The concierge gave him another smile and slid the paper across the counter to him. Sokolov accepted it with profuse thanks, walked out the door, climbed into a taxi, and took it to another Western business hotel half a mile up the road. There, he availed himself of a free computer in the lobby, where he typed the spy’s English address into Google Maps.
This yielded a close-up view of an irregular street pattern, which told him nothing, so he zoomed out until he could see the whole island.
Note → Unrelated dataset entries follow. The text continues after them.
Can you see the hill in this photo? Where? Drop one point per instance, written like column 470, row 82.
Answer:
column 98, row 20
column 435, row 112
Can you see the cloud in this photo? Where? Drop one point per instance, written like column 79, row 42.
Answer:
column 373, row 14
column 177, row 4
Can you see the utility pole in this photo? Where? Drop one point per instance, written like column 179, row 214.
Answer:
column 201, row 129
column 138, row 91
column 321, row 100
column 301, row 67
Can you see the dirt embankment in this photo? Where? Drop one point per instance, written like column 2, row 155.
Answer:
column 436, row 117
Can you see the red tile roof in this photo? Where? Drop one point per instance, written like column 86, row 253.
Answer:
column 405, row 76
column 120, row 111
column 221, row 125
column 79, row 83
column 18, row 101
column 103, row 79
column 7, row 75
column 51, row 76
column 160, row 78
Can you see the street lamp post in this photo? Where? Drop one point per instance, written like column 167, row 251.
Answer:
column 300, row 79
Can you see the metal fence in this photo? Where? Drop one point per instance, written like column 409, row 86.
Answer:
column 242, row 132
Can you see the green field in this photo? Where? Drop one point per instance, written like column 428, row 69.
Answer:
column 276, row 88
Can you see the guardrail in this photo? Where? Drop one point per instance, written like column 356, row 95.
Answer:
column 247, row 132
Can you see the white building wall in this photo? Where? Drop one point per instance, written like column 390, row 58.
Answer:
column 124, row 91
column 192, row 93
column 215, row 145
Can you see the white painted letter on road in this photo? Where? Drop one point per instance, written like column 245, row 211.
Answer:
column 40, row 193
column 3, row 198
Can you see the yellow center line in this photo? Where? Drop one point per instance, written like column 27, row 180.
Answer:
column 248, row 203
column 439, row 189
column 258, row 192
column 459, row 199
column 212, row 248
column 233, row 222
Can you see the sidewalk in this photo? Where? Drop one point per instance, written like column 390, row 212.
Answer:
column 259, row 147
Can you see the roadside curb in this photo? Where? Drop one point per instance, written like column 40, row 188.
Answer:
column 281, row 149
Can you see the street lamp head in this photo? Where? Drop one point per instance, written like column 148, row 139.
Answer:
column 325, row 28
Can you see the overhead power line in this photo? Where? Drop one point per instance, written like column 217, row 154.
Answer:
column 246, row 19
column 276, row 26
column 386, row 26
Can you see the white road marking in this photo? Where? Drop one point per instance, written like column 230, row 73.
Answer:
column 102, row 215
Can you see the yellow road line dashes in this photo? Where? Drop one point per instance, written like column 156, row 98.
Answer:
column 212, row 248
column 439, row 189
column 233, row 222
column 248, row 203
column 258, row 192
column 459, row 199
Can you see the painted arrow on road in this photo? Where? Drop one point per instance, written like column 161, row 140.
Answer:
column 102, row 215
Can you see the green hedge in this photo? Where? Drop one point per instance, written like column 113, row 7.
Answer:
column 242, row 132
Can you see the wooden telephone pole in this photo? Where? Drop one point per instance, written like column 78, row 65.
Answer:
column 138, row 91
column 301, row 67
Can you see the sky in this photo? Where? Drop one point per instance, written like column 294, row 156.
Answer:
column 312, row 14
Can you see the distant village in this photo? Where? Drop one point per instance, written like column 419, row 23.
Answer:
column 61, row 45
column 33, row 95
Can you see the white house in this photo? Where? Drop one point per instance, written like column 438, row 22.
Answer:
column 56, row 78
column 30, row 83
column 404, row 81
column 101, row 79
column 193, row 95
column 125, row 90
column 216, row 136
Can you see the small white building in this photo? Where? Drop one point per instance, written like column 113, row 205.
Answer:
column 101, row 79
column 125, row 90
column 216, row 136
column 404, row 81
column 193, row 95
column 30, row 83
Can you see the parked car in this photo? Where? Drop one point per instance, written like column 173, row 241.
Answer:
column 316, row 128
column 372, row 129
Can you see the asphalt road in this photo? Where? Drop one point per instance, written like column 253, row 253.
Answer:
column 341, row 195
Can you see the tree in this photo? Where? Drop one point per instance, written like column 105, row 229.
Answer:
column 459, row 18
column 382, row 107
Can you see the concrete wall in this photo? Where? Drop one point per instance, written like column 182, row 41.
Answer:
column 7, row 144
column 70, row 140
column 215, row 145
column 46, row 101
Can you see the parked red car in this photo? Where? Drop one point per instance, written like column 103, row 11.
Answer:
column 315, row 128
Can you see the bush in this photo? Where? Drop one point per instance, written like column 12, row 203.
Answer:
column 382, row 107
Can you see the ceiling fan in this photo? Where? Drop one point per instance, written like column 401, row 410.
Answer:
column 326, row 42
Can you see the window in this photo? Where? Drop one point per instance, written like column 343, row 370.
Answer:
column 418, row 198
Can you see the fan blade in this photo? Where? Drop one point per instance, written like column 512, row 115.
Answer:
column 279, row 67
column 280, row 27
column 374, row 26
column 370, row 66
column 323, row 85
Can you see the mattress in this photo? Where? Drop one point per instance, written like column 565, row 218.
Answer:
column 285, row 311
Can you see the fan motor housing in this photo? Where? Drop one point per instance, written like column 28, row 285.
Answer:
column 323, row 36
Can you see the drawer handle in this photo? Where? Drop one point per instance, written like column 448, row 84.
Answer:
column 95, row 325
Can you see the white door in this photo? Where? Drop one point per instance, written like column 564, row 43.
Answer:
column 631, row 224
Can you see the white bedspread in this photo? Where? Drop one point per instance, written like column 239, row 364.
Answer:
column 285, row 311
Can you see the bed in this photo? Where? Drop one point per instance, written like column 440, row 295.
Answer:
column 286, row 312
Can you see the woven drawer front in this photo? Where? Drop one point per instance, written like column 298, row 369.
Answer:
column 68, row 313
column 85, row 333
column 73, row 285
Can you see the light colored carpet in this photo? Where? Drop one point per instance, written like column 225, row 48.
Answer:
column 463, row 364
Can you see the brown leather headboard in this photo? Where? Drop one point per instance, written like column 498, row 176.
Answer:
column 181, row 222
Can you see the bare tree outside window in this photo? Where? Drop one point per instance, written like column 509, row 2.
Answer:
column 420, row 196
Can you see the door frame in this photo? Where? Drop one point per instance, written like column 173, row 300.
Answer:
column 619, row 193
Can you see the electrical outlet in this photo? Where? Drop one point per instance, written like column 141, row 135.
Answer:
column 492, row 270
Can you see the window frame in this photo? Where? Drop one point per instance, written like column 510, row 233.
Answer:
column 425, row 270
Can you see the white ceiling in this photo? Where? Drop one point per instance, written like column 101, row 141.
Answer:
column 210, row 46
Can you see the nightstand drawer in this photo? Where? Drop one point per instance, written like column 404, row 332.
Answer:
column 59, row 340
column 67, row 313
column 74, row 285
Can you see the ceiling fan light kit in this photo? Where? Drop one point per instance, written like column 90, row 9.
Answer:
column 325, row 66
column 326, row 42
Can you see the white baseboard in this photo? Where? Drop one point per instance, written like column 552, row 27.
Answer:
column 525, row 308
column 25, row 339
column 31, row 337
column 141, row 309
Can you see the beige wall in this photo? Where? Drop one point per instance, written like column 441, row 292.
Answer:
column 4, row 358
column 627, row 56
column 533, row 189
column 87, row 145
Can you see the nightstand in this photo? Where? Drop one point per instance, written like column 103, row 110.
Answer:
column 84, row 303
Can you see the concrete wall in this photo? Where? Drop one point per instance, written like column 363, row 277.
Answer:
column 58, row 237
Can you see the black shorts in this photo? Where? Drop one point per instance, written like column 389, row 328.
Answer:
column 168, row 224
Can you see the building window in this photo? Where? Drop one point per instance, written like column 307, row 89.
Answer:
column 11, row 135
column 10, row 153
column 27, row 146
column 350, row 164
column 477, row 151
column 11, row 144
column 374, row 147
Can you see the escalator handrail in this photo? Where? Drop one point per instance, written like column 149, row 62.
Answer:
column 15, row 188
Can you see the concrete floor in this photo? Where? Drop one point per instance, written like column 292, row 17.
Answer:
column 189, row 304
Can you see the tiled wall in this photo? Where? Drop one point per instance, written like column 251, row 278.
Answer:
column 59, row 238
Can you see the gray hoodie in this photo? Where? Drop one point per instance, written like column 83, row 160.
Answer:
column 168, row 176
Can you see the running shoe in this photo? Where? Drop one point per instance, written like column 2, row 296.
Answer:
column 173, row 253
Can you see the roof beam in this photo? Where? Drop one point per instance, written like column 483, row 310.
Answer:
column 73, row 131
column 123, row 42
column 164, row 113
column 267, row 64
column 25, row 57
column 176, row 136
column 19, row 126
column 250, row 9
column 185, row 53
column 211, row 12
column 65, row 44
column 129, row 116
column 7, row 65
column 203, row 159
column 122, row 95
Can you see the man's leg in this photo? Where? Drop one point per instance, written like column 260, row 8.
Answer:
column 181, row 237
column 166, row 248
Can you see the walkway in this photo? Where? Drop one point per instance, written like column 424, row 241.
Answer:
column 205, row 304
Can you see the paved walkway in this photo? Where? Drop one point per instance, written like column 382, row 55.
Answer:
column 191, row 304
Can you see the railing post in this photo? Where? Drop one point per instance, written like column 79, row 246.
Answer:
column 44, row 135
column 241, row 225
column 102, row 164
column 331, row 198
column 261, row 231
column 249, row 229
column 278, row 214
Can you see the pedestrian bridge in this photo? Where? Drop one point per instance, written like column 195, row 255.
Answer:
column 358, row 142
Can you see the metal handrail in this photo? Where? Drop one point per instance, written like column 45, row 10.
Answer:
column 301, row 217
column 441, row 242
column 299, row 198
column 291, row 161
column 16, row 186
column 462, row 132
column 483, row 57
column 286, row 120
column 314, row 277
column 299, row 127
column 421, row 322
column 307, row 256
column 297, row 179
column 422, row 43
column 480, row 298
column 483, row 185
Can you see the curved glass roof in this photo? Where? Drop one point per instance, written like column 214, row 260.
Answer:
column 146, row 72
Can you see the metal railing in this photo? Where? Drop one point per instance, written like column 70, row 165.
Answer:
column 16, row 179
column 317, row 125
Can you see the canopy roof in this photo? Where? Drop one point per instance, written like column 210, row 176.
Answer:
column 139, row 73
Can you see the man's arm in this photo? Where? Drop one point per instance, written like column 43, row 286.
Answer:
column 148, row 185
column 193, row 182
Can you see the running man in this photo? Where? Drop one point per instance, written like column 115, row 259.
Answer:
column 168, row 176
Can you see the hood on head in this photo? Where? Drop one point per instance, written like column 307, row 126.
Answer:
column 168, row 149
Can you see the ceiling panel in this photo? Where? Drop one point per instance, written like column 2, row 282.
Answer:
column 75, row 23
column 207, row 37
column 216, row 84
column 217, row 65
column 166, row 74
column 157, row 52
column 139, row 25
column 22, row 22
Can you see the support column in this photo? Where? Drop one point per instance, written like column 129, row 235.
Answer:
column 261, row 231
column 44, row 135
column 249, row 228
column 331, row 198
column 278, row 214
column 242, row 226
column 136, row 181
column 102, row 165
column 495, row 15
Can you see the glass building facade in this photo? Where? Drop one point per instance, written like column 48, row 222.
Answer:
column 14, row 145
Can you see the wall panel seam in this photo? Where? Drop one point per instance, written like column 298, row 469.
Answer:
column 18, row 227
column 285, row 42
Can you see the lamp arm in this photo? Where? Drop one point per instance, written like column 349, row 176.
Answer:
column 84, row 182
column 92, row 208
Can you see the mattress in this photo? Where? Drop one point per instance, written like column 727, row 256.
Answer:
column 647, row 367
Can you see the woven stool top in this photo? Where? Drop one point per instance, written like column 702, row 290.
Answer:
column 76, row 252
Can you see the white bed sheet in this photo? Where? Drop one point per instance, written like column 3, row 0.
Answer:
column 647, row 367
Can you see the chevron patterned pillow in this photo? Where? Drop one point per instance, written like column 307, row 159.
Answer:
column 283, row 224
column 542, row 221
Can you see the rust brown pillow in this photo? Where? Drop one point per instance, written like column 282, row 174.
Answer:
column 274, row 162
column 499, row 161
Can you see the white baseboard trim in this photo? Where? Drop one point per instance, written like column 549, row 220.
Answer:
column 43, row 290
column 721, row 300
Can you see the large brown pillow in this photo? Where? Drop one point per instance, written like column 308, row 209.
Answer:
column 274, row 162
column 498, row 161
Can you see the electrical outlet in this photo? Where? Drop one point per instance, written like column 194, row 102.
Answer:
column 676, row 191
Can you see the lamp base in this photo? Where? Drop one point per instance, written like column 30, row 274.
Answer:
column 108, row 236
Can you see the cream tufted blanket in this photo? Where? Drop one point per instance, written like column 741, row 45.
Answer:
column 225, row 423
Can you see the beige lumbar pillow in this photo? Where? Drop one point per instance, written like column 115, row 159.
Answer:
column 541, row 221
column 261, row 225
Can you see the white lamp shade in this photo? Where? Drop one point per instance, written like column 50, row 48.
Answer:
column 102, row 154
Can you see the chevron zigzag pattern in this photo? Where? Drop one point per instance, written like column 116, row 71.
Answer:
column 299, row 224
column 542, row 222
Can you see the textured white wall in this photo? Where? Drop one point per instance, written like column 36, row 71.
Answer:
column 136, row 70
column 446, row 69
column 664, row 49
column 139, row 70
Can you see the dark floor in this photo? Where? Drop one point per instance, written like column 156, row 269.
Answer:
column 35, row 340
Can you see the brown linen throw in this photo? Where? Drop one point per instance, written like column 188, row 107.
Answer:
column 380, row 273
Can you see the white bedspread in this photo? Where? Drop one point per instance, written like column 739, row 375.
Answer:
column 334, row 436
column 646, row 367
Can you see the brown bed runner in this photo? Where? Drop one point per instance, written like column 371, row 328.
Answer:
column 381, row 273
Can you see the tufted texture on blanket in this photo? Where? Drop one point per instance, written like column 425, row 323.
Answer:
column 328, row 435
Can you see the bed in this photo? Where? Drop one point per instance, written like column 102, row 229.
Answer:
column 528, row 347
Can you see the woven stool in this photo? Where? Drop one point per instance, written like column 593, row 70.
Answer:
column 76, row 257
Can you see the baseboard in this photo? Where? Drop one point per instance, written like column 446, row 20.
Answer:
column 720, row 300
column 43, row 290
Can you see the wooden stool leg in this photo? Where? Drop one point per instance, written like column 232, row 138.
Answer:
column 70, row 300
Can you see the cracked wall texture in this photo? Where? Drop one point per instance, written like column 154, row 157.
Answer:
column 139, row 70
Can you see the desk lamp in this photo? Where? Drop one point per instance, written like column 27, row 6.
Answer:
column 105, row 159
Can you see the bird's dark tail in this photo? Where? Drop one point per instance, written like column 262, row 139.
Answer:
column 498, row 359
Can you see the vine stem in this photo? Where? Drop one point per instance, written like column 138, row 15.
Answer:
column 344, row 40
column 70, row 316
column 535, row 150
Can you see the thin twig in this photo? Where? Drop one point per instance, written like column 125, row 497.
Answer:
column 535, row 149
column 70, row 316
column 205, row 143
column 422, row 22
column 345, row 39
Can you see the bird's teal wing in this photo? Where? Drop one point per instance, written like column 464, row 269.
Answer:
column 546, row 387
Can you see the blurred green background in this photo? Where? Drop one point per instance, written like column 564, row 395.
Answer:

He checked the scale and verified his general impression that Gulangyu was no more than a couple of kilometers in breadth. He tried to get a sense of its layout, its cardinal directions: basically, how to get to and from the ferry terminal even if he were lost. Then he turned on the satellite imagery. From this a few things were obvious. First of all, its transportation system was much more finely meshed than was hinted by the street plan, which only depicted perhaps 10 percent of the roads and rights-of-way. Or perhaps those were not roads, but alleys and walkways, private footpaths among the buildings. Second, the buildings were all roofed in tasteful earthtones, contrasting with the garish tile and sheet metal that tended to protect Xiamen’s buildings from the rain. Third, there was a lot of greenery. Fourth, the place names tended to be schools, academies, colleges, and the like; and the presence of large oval running tracks and so on suggested that they were rather nice schools.
To paraphrase Tolstoy, all rich places were alike, but each poor place was poor in its own way. The slums of Lagos, Belfast, Port-au-Prince, and Los Angeles each would have presented a completely different and bewildering panoply of risks. But just from looking at this map, Sokolov knew that he could go to Gulangyu and walk its streets and make his way in the place just as well as he could in a parky suburb of Toronto or London.
He did not want to arouse undue attention by printing it out, so he sketched a rudimentary map onto the back of the note he had received from the concierge and spent a while examining the satellite view of the building in question, getting a rough idea as to its layout and the general shape of its grounds. He noted that there was a hotel nearby, standing on considerably higher ground. Its website informed him that it had a terrace where drinks were served in the afternoons.